The chart illustrates the substantial rally that took the metal 33.9% higher to $1,190 per ounce on March 8, 2022. Another in a long string of failures took platinum to a higher low of $895.40 on April 27, and another higher low followed at $908 on May 19, 2022. In early June, the price moved back over the $1,000 level, reaching $1,038.30 on June 6, but the buying ran out of steam, with platinum falling below the pivot point again on June 9.
The move above the $1,000 level excited some platinum bulls, but they have learned to curb their enthusiasm for the metal that continues to disappoint.
The reasons why platinum will eventually break higher
The bullish case for platinum is compelling:
- South Africa is the leading primary producer. The mines are deep, and production costs have risen to levels that do not support output.
- Russia is the other producer, and the war in Ukraine, sanctions on the Russian government, and retaliation threaten fewer exports. Production is a byproduct of nickel output in Norilsk, Siberia, in Russia.
- Platinum’s density and composition make it one of the metals that clean toxic environmental emissions. Addressing climate change increases platinum demand.
- Gold and palladium rose to new record highs from 2020 through 2022. Silver moved over the $22 per ounce level for the first time since 2014, and rhodium and other platinum group metals reached record highs. Platinum has lagged far behind other precious metals.
- Platinum is a thinly traded metal that experiences price gaps and vacuums during rallies and corrections.
The case for a move higher in platinum is nothing new, and many speculators and investors have purchased the metal expecting a substantial rally. However, platinum’s price action has left them scratching their heads as it continues to fail each time it looks ready to make a move on the upside. The one unknown factor is the extent of Russian stockpiles, and Russian selling on rallies could be a reason for the consistent failure. Meanwhile, the current Russian economic woes could mean that selling has accelerated, and the stocks have declined.

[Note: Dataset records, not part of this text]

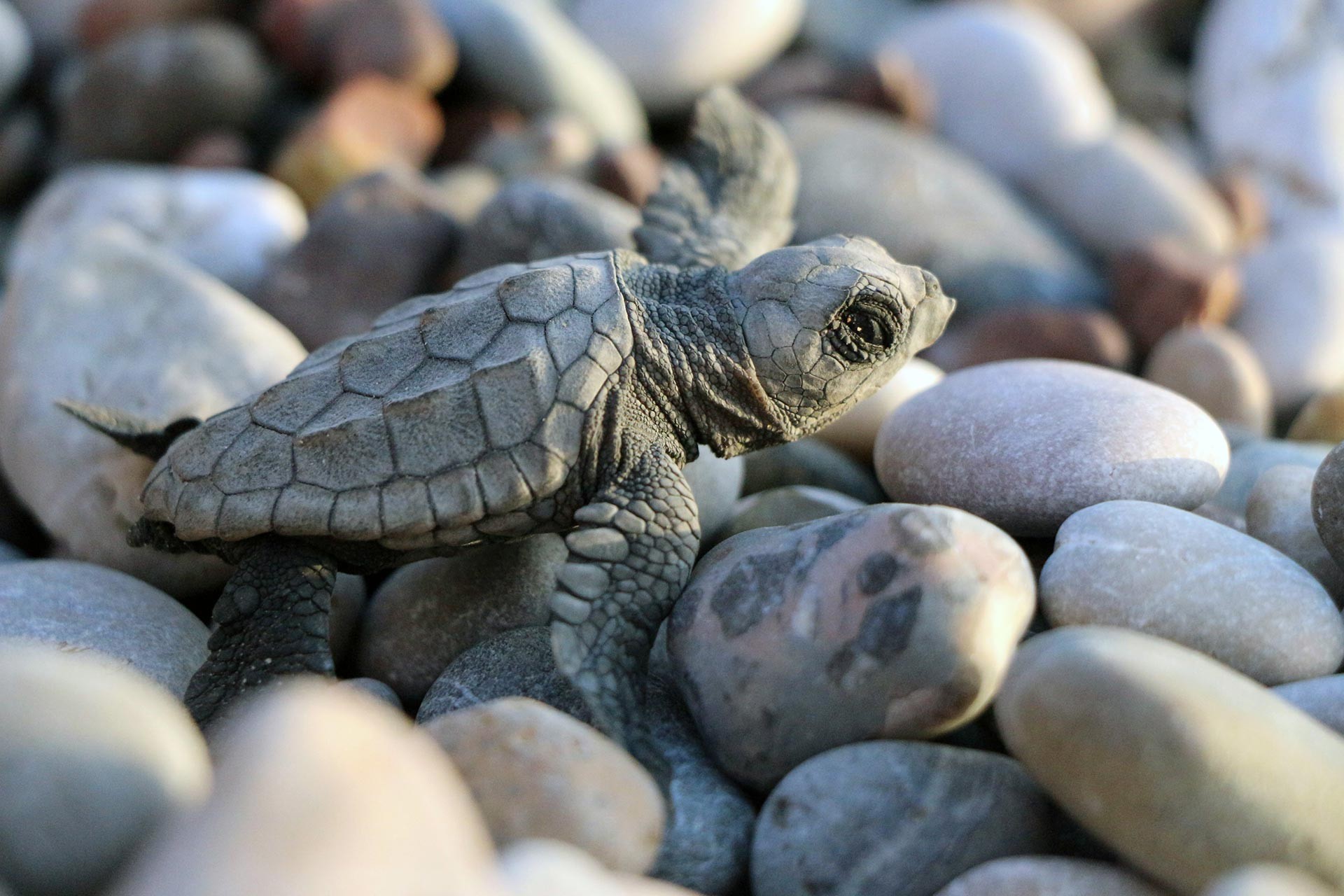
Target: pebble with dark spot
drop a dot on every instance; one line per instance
(892, 621)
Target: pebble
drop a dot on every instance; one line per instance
(428, 613)
(1264, 83)
(1214, 367)
(1294, 312)
(1126, 191)
(1012, 86)
(717, 484)
(1198, 583)
(1049, 876)
(116, 321)
(1278, 514)
(93, 760)
(229, 223)
(1322, 419)
(809, 463)
(1026, 444)
(857, 818)
(675, 50)
(540, 774)
(379, 239)
(323, 792)
(1035, 331)
(860, 171)
(1268, 880)
(528, 54)
(1328, 503)
(146, 96)
(536, 218)
(1322, 699)
(1136, 736)
(886, 622)
(80, 606)
(15, 51)
(785, 505)
(1253, 458)
(855, 431)
(368, 124)
(1167, 285)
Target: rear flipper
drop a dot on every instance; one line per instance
(134, 433)
(273, 621)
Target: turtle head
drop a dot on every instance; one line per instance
(830, 321)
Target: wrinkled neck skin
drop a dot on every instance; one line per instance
(691, 362)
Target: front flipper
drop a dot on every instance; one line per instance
(273, 621)
(629, 559)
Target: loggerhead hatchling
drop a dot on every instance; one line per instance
(556, 397)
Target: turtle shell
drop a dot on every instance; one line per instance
(454, 416)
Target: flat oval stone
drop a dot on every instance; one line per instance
(892, 621)
(1049, 876)
(1027, 444)
(1278, 514)
(540, 774)
(94, 758)
(321, 792)
(854, 820)
(1215, 368)
(1136, 736)
(80, 606)
(428, 613)
(1179, 577)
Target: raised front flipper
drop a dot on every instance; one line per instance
(629, 559)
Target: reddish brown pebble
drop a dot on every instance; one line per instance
(1166, 285)
(371, 122)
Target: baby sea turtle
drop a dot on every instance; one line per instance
(555, 397)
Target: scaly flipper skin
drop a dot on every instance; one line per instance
(629, 559)
(273, 621)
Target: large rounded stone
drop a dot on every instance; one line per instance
(1278, 514)
(93, 760)
(323, 792)
(80, 606)
(1011, 85)
(1328, 503)
(428, 613)
(1136, 738)
(1049, 876)
(854, 820)
(115, 321)
(1026, 444)
(1196, 582)
(540, 774)
(892, 621)
(1215, 368)
(863, 172)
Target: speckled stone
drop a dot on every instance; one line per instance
(860, 171)
(428, 613)
(1278, 514)
(116, 321)
(93, 760)
(1049, 876)
(80, 606)
(886, 622)
(538, 773)
(1027, 444)
(1136, 736)
(809, 463)
(1215, 368)
(857, 818)
(855, 431)
(323, 792)
(1179, 577)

Bars and coins are the most direct investment route- The pros and cons
The most direct investment path in the platinum market is via the bars and coins available from worldwide dealers. Bars and coins contain pure platinum metal, so there is no better way to invest. Meanwhile, since platinum is so rare and illiquid, dealers often charge hefty premiums for buying the physical metal and deduct discounts when owners wish to sell. Premiums and discounts are an investment deterrent as it adds prohibitive costs.

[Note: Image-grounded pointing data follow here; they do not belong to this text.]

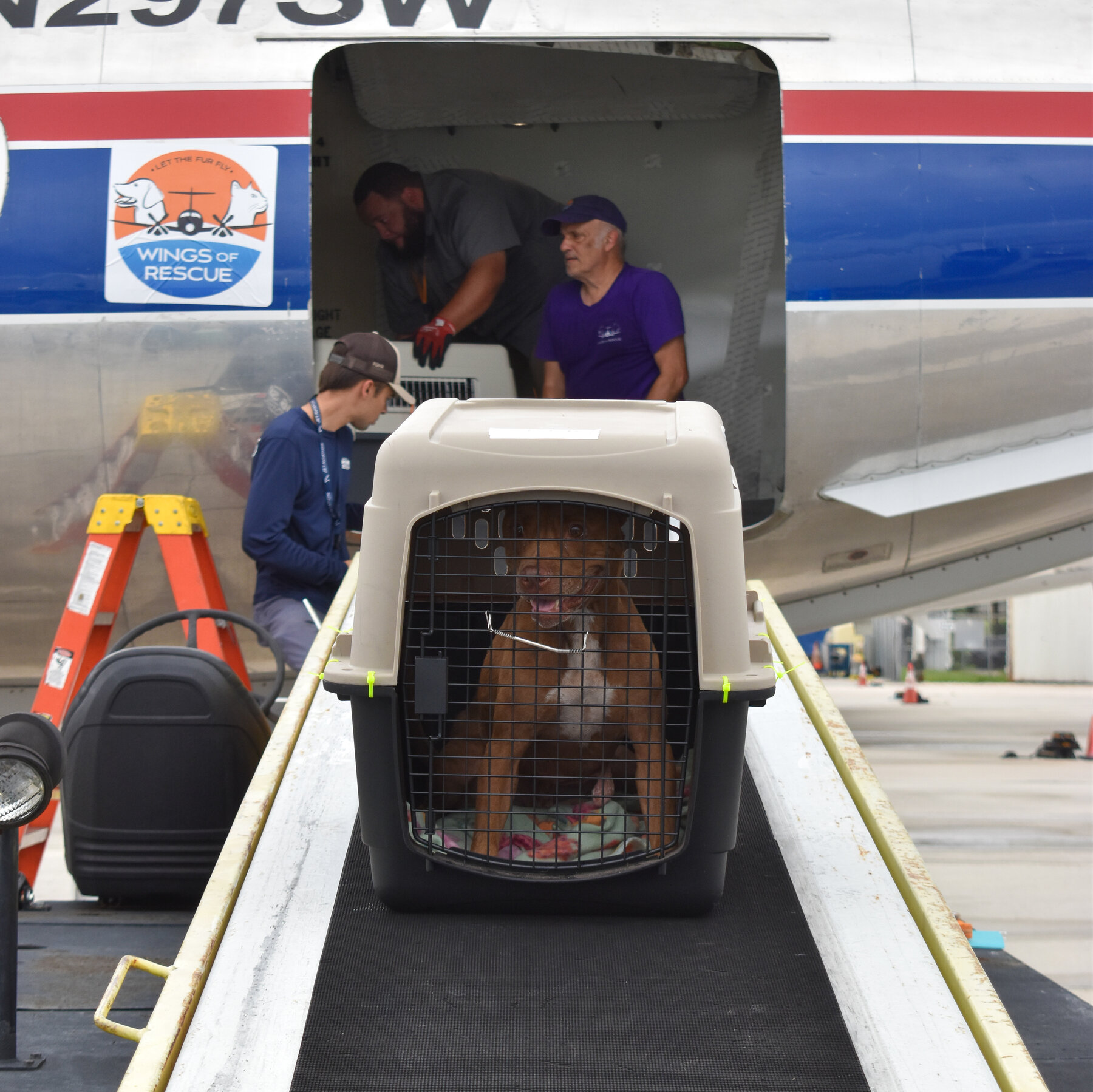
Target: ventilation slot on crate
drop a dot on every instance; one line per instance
(548, 686)
(424, 389)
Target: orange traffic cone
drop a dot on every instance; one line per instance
(910, 690)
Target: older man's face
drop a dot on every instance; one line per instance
(584, 246)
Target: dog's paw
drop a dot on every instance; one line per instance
(602, 790)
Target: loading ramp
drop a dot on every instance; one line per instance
(812, 972)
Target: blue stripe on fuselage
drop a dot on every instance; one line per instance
(863, 222)
(53, 233)
(939, 221)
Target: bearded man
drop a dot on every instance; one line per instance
(461, 256)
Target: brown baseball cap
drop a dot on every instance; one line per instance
(372, 356)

The NYMEX futures are the next level for direct investment as they have a delivery mechanism. A holder of a platinum futures contract can stand for delivery and receive a warrant representing 50 ounces of NYMEX approved platinum. The banks and depositories that hold the exchange platinum charge storage and other fees.
The PPLT is the most liquid platinum ETF product
The cleanest way to own platinum exposure without worrying about holding or storing the physical metal is via the Aberdeen Physical Platinum Shares ETF product (PPLT). PPLT’s fund summary states:

At $90.50 per share on June 9, PPLT had over $1.218 billion in assets under management. The ETF trades an average of 109,363 shares each day and charges a 0.60% management fee.
July platinum futures rose from $895.40 on April 27 to $1,038.30 on June 6, or 15.96%.

Over the same period, PPLT moved from $84.39 to $96.27 per share, or 14.08%. The physical platinum market trades around the clock from Sunday evening in the USA to late Friday. The PPLT ETF only trades during hours when the US stock market is operating, so moves to highs or lows occurring outside the stock market’s hours are not reflected in the ETF’s price.
One day, platinum will make its move, and the odds continue to favor a break to the upside. However, the compelling arguments for a rally in platinum have fallen on deaf ears as the metal continues to straddle the $1,000 per ounce level on June 9, 2022.